Hello, my name is john, but I rap under the moniker Rhymetravilla. I am also an aspiring novelist with an urban fantasy story currently in the works. It is called three blind mice.
It is a pleasure to meet you.


----------



## Darren White (May 27, 2018)

Welcome 
Pleasure to meet you too. And I was wondering, since you're a rapper do you write poetry as well? Lyrics?


----------



## Rhymetravilla (May 27, 2018)

I do write lyrics.
Give love one to another
remember all men are brothers
but watch them dismember eachother 
over this god or the other


----------



## escorial (May 27, 2018)

i like urban rap with a healthy respect for the police....


----------



## Rhymetravilla (May 27, 2018)

To me it depends on the situation described. And I love all types! Any favorites?^


----------



## Ralph Rotten (May 29, 2018)

Yay from Arizona!


----------



## Anita M Shaw (May 29, 2018)

Welcome John!


----------



## TuesdayEve (May 31, 2018)

Happy your here Rhyme, welcome.


----------



## H.Brown (Jun 10, 2018)

Hi Rhyme, seems like you have jumped right in around here. But I just wnated to say and his see how you were finding wf so far?
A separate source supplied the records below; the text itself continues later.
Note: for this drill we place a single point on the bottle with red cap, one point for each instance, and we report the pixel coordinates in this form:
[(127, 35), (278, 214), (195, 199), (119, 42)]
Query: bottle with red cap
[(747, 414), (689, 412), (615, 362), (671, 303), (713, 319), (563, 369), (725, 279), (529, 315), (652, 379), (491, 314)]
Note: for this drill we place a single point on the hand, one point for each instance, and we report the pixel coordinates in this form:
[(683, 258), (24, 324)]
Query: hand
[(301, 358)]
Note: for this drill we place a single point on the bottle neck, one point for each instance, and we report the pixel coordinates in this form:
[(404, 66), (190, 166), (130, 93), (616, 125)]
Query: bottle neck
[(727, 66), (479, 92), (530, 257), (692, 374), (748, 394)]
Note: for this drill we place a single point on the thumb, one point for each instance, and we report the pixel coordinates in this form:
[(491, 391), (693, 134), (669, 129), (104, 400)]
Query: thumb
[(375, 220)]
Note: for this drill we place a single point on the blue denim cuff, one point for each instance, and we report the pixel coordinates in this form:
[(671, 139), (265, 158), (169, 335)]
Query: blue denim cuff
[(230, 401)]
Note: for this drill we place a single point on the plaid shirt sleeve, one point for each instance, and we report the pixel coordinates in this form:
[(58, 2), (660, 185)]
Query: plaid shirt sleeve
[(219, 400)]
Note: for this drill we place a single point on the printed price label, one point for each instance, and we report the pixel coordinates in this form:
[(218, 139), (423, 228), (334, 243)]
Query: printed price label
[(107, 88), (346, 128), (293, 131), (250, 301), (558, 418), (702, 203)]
Your urban fantas story seems to be right up my alley, can you tell us a little more about it? Or if you hav already shared some, please link me and I'll take a look. The title three blind mice seems interesting. 

Welcome.


----------



## Rhymetravilla (Jun 10, 2018)

I have shared it but working from my phone I can't share the link. It should be in the fantasy / Syfy Workshop. So it concern a cult that operates bye sacrificing parents to their own children in order to unlock hidden power the main characters join a mysterious Society opposed to this cult which you can only join if you figure out it exists on your own

Sent from my LG-TP260 using Tapatalk


----------



## H.Brown (Jun 10, 2018)

Rhymetravilla said:


> I have shared it but working from my phone I can't share the link. It should be in the fantasy / Syfy Workshop. So it concern a cult that operates bye sacrificing parents to their own children in order to unlock hidden power the main characters join a mysterious Society opposed to this cult which you can only join if you figure out it exists on your own
> 
> Sent from my LG-TP260 using Tapatalk



Hi I will have a look for it Rhyme, but I have read a creative piece by yourself today and left my thoughts for you. I enjoyed what I read.


----------



## Rhymetravilla (Jun 10, 2018)

What piece,  dream lodge?

Sent from my LG-TP260 using Tapatalk


----------



## H.Brown (Jun 10, 2018)

That's the one, I found it intersting and a great start. 


Rhymetravilla said:


> What piece,  dream lodge?
> 
> Sent from my LG-TP260 using Tapatalk


----------



## Rhymetravilla (Jun 10, 2018)

I am rather proud of it

Sent from my LG-TP260 using Tapatalk


----------



## H.Brown (Jun 10, 2018)

You should be it's a very promising beginning.


----------